Virginia Oldoini was born in Florence in 1837, daughter of the Marquis of La Spezia Filippo Oldoini and cousin of Count Camillo Benso di Cavour, prime politician. A few years later her birth, Cavour was planning to build a formidable military base in La Spezia, taking advantage of the natural shape of the Gulf.
The house of the Oldoinis in La Spezia is the beautiful building you can see in Piazza Sant’Agostino, which at the time had its rear facade almost facing the sea.
Virginia loves Spezia; she calls it “the beloved village,” her house is visited by officers and aristocrats who make beautiful Virginia an object of admiration. It is likely that in Spezia, the Countess becomes aware of her beauty and how she could use it to pursue her scope.
She moved to Turin, which in the decade before Italy’s unification was an outbreak of patriotic movements and the center of politics for the affirmation of the Italian Kingdom internationally.
Beautiful, intelligent, and wildly unconventional, Virginia is called the “diplomatic of the bed” for her ability to weave influential loving relationships. The powerful cousin did not hesitate to send her to France, the Court of Napoleon III, believing she could help him convince the sovereign alliance.
How Virginia affected Italy’s history is unsure. We know there were many propaganda operations, media, and politics to win the sympathy of the French ally. However, she claimed her crucial role in the Italian unification process for life.
Dandy icon and model of the early days of photography
Obsessed by her appearance, very vain and unable to remain anonymous, she likes to surprise with provocative stage appearances, buy clothes and launch bizarre fashions. Once, to go to a ball she rolled naked in the glue and then in feathers. On another occasion at the theater, where all were expecting her naked, she appears dressed as a nun. Many can not stand her, and it is thought that the alleged attempt (possibly the Emperess’s) on Napoleon III in her Parisian home is designed precisely to discredit her.
She became the sought-after model by the most influential photographers of the time. They loved her ability to make each pose theatrical and non-conformist and turn everything into surreal artwork.
Her exhibitionism, contempt for normality, and desire to be part of an elite made her an icon of dandyism. She was part of that international spirit, the typically British and French love for excess and fine provocation.

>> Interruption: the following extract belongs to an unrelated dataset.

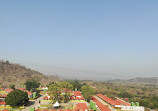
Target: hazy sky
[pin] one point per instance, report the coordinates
(84, 38)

She worked closely with the imperial photographer Pierre-Louis Pierson, the author of the Countess’s most famous portrait. He depicted her, at the age of twenty-five, looking through a small monocle.
La Spezia people see in this photograph the typical local attitude expressed in the motto “Mia che te mio,” look, I look at you!”. The picture also inspired the sculptor Vaccarone for the bust at the main entrance of Virginia Oldoini’shome.